Je me pose la même question. Dans l'article il est écrit que c'est dans une mission catholique que les persécutés se sont réfugiés... Petit rappel: Ouatarra est musulman et Gbabo a représenté la communauté catholique. d'où l'extrème pudeur des journalistes.
"Tout semble indiquer qu'il s'agit de violences intercommunautaires."  Expression codée de la langue de bois médiatico-politique, utilisée pour les massacres de coptes en Égypte : l'élément "inter-" signifie "entre" et évoque un lien de réciprocité, ce qui est l'effet recherché. Mais comme il est difficile ici d'imposer l'idée de réciprocité quand on a un massacre de populations civiles par des militaires, on ne saura pas à quelles "communautés" appartiennent les massacreurs et les massacrés.
C'est à cause du méchant Gbagbo que le gentil Ouattara (ancien directeur délégué à l'Afrique du FMI, il ne peut être que très très gentil) laisse ses hommes commettre massacres et exactions. Tout le monde le sait bien, il y a toujours un méchant coupable de tout   et un gentil pas même responsable de quoi que ce soit. Gobez, gogos, gobez.

Where the truth lies, I do not know.   But in both stories, a voracious consumer of the principle television and newspaper media  will not have been presented an explanatory background of the story -- one which is at least hinted at (correctly or not) in a two-minute radio spot, and some amateur comments buried in a foreign newspaper.
[Update 4 IV 2011]:  So now France, its appetite not sated, but whetted, by its Libyan adventure, has fired on Gbagbo's home and palace.
Here, incidentally, is the prize for which all sides contend, as they converge on Abidjan.

The case thus resembles the important one in Tunisia, which we commented on here.
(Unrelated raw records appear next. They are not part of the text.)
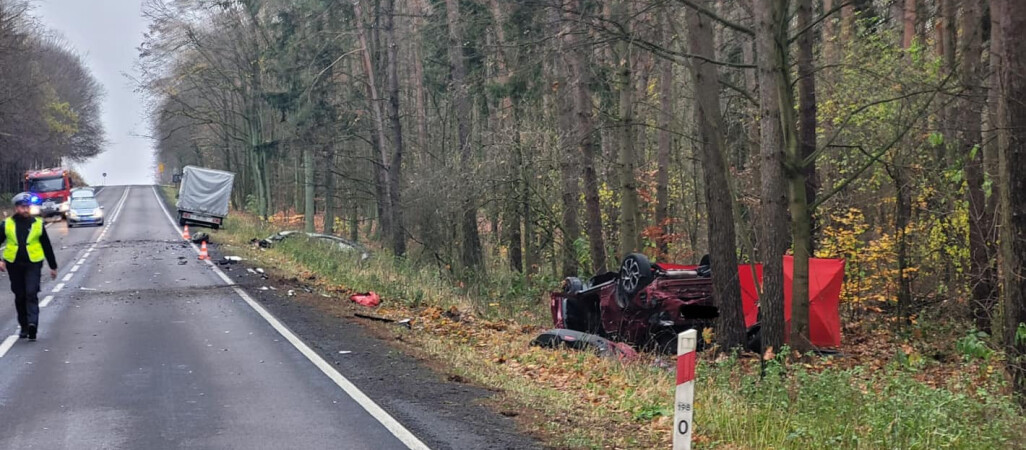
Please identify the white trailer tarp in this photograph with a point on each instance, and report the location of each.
(205, 191)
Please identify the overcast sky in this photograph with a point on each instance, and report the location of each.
(107, 33)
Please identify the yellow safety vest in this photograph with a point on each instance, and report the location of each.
(34, 247)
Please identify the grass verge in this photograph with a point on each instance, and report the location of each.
(578, 400)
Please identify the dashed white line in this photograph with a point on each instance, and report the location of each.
(7, 343)
(376, 411)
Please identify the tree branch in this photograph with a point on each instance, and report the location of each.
(731, 25)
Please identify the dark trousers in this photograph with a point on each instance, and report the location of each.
(25, 285)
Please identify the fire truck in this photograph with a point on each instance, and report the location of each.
(50, 190)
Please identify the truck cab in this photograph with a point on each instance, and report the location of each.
(52, 188)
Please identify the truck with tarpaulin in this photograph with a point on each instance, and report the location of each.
(204, 196)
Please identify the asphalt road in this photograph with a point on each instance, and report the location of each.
(141, 345)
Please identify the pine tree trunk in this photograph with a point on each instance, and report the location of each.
(471, 254)
(908, 22)
(398, 235)
(665, 142)
(807, 112)
(774, 236)
(584, 109)
(629, 228)
(379, 141)
(308, 189)
(1014, 198)
(329, 212)
(568, 167)
(719, 200)
(970, 136)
Meanwhile, Tunisia itself, suddenly become a beacon of democracy to the world, has been overwhelmed with an inrush of immigrants seeking relief from poverty and oppression at home -- principally from southern Italy, groaning under the yoke of persistent underdevelopment, the Mafia and the Camorra, and that Berlusconi buffoon:

Oh wait! No.  It’s an outrush of emigrantsTo Italy.

(*Sigh*)  Well, at least we may close with some good news.   Tunisia and Egypt, brother beacons, celebrated their solidarity with a match amical:

Oh, wait ….

~     ~     ~

Nota bene:
The larger editorial point in all this, is not the travails of the individual lands, which indeed have my deepest sympathy, but the way in which much of our media  resembles Top 40 radio, pumping out pop tunes, which the public whistles, blissfully unawares.